[pymvpa] Number of data points per condition: what are your guidelines?

Tue May 8 20:39:29 UTC 2012

Sorry for the late reply. My comments below inline.

On 05/02/2012 09:21 PM, J.A. Etzel wrote:
> On 5/1/2012 11:27 AM, Vadim Axel wrote:
>> Hi experts,
>>
>> I am talking about basic pattern classification (e.g. no feature
>> selection etc). SVM algorithm (with built-in regularization).
>>
>> 1. A small number of data points with large dimension (ROI size)  can
>> cause overfitting, which is  high prediction on training set and bad
>> test set. Now, suppose, I have a beyond chance classification on test
>> set, which was validated using within subject permutation test and
>> across subjects t-test vs. chance. Can my results be still unreliable?
>> If so, how can I test it?

Overfitting is a different issue from assessing the accuracy on the test set.
The first one is related to training, the second one to testing. You can do fairly
suboptimal training and still be highly confident in better-than-chance
accuracy from the predictions on the test set. Or you can be very sound
in training and still get chance level estimated accuracy on the test set.
Of course a tragic training has less hope to provide a classifier highly accurate
on the test set :-)

You have a small test set and claim to be beyond chance both at
subject level (permutation test) and at the group level (t-test). Are
your results reliable?

* The permutation test is reliable when "the data distribution is adequately
represented by the sample data" (Golland and Fischl, IPMI 2003 - a paper that
promotes the use of the permutation test). Are "a small number of data points"
enough to represent your high-dimensional space? Maybe. Or maybe not. Being
able to check this assumption seems to be an open problem itself.

* The t-test assumes Gaussian distribution of the statistic of interest,
i.e. the accuracy or error rate of each single subject. Note that
accuracy/error ranges in [0,1] so the Gaussian distribution - which has infinite
support - cannot describe it properly. I wouldn't use it.

>>
>> 2. Practically, is 10 independent data points (averaged block value or
>> beta values) with the ROI of 100 voxels is safe enough?
> I don't know about "safe", but this is in the range of reasonable things to try. I 
> currently have a dataset that works well with a few hundred voxels and only 6 examples, 
> and others that have more examples and fewer voxels.

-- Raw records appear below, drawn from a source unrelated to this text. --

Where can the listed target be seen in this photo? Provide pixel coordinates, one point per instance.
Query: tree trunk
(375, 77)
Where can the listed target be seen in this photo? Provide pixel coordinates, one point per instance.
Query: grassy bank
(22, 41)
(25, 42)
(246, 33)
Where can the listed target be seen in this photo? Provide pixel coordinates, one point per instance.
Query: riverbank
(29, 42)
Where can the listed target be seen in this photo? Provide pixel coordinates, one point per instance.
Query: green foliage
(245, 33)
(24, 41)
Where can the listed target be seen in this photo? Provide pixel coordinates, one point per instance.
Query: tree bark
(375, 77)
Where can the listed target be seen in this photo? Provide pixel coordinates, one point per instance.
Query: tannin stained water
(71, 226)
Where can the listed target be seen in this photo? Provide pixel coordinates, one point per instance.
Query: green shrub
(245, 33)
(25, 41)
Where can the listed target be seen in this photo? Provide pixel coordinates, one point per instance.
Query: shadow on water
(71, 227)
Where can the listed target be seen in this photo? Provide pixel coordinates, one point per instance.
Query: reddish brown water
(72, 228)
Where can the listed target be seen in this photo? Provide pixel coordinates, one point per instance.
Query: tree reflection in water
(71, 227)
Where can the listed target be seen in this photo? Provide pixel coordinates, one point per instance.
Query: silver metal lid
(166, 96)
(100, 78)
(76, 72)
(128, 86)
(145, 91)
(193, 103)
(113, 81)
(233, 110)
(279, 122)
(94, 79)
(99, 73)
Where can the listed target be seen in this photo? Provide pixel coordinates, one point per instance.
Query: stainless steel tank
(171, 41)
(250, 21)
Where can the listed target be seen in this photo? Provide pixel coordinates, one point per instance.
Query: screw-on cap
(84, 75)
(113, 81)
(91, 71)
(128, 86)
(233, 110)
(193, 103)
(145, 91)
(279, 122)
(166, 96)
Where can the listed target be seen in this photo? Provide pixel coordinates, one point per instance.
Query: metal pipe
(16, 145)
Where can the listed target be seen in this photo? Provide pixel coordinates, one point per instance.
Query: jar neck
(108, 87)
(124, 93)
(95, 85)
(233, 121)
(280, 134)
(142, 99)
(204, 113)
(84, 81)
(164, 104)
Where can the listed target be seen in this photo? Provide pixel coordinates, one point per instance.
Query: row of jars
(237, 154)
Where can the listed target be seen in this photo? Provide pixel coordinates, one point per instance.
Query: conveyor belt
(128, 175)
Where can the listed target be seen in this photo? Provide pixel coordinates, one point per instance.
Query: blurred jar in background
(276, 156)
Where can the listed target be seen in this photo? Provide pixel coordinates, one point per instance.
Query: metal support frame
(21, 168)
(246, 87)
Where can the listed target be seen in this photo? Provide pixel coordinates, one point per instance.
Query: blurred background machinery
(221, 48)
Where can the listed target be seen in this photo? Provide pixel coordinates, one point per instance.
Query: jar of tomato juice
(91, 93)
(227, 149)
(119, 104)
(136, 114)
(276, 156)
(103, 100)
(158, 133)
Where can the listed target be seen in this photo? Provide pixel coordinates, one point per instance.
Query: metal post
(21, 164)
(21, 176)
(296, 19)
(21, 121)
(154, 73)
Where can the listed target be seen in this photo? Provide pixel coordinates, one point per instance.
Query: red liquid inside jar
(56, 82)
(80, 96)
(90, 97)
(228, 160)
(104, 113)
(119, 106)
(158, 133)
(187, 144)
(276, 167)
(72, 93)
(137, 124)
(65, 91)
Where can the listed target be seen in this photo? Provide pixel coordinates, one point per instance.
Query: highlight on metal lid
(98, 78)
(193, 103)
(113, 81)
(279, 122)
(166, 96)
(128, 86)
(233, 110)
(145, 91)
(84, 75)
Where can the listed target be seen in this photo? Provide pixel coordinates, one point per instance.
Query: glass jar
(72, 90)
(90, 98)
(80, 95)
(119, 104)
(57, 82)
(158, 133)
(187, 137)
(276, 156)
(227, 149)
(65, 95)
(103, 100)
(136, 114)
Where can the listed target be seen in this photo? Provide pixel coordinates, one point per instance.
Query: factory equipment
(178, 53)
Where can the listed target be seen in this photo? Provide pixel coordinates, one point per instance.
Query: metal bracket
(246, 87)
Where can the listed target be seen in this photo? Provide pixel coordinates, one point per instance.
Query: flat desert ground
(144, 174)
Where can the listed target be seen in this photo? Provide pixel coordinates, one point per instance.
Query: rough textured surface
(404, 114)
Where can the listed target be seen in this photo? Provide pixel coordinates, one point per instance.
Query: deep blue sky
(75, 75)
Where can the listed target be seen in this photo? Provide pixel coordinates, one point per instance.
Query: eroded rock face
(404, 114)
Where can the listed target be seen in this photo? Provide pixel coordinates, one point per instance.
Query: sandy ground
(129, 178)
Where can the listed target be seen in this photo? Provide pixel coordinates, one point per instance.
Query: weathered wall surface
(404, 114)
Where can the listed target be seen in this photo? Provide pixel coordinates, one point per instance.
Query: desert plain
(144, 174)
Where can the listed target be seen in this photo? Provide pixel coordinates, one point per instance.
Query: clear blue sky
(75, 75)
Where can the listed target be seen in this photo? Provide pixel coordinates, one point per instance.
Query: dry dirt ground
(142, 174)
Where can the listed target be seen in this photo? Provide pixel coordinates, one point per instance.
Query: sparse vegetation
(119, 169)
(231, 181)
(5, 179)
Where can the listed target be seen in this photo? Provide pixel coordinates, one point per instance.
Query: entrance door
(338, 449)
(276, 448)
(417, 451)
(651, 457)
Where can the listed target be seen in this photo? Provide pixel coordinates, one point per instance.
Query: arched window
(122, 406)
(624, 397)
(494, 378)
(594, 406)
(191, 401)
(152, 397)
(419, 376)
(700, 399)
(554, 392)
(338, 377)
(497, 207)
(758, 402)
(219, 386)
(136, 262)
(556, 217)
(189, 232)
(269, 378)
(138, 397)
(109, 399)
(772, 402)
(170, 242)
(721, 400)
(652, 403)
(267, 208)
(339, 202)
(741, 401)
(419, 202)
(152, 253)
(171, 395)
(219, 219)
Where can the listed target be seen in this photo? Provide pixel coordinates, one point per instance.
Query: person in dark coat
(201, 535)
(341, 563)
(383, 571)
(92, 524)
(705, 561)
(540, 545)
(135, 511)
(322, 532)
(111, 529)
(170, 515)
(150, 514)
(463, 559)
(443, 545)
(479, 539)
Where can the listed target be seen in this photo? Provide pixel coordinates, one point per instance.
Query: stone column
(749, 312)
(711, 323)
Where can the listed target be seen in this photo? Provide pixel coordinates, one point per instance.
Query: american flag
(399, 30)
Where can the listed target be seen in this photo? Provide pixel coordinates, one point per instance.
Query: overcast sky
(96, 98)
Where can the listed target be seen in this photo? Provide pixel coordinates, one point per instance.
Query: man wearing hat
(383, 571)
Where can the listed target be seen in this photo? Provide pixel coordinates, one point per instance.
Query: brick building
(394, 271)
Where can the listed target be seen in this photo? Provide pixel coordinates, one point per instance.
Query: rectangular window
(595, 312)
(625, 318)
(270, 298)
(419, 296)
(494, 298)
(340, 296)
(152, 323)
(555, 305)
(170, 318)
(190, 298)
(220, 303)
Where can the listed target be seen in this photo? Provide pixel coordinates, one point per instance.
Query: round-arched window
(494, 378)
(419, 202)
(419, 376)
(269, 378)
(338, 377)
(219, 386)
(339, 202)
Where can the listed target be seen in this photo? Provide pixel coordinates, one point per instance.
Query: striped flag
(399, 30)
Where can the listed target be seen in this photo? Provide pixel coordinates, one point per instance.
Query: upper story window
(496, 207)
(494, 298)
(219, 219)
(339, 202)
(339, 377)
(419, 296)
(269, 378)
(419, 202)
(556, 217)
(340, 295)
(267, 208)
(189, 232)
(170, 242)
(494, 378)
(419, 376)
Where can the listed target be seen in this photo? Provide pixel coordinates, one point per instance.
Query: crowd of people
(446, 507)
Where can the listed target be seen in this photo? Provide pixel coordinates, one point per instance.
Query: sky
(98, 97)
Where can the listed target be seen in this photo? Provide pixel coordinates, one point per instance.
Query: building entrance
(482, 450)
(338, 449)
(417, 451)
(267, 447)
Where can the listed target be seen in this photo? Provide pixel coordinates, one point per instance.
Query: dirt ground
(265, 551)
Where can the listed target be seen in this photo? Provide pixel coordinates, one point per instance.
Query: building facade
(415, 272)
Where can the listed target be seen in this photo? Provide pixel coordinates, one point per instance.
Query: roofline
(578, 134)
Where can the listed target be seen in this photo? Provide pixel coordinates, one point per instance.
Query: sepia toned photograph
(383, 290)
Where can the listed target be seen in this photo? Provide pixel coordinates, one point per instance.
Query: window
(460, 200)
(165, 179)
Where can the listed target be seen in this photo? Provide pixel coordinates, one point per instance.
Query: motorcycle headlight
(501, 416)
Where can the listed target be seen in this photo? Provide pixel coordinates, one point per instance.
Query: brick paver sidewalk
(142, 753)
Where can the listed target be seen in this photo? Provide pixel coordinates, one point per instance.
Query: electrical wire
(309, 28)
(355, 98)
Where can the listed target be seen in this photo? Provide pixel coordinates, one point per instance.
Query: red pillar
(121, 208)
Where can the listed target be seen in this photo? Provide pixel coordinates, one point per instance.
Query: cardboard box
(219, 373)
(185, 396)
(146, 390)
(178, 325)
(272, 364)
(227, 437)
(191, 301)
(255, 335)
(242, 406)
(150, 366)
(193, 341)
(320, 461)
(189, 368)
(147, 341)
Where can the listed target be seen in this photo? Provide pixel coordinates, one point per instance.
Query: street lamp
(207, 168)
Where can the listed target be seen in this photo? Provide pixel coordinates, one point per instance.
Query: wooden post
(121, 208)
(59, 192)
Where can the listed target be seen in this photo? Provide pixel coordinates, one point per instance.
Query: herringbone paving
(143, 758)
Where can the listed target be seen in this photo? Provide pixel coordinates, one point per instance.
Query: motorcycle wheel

Would you be sufficiently confident that a coin is not fair after tossing it
10 times (or 6 times) and observing always head? I guess even
the binomial test would disagree. In order to assess the evidence
of the data in support to the better-than-chance hypothesis I would
proceed in a different way, like in the reference I mention below.

Again, the size of the ROI is of little importance here, in my opinion.

>
>>
>> 3. Do you know about any imaging papers which tested / discussed this issue?
> Mukherjee, S., Golland, P., Panchenko, D.: Permutation Tests for Classification. AI Memo 
> 2003-019. Massachusetts Institute of Technology Computer Science and Artificial 
> Intelligence Laboratory (2003)
>
> Klement, S., Madany Mamlouk, A., Martinetz, T., Kurková, V., Neruda, R., Koutník, J.: 
> Reliability of Cross-Validation for SVMs in High-Dimensional, Low Sample Size Scenarios 
> Artificial Neural Networks - ICANN 2008. Vol. 5163. Springer Berlin / Heidelberg (2008) 
> 41-50
>
>

I would suggest this one to support my points:
Emanuele Olivetti, Sriharsha Veeramachaneni, Ewa Nowakowska, Bayesian hypothesis testing 
for pattern discrimination in brain decoding, Pattern Recognition, 45, 2012. 
http://dx.doi.org/10.1016/j.patcog.2011.04.025
I know self citations suck, still I haven't found a more convincing one.

Best,

Emanuele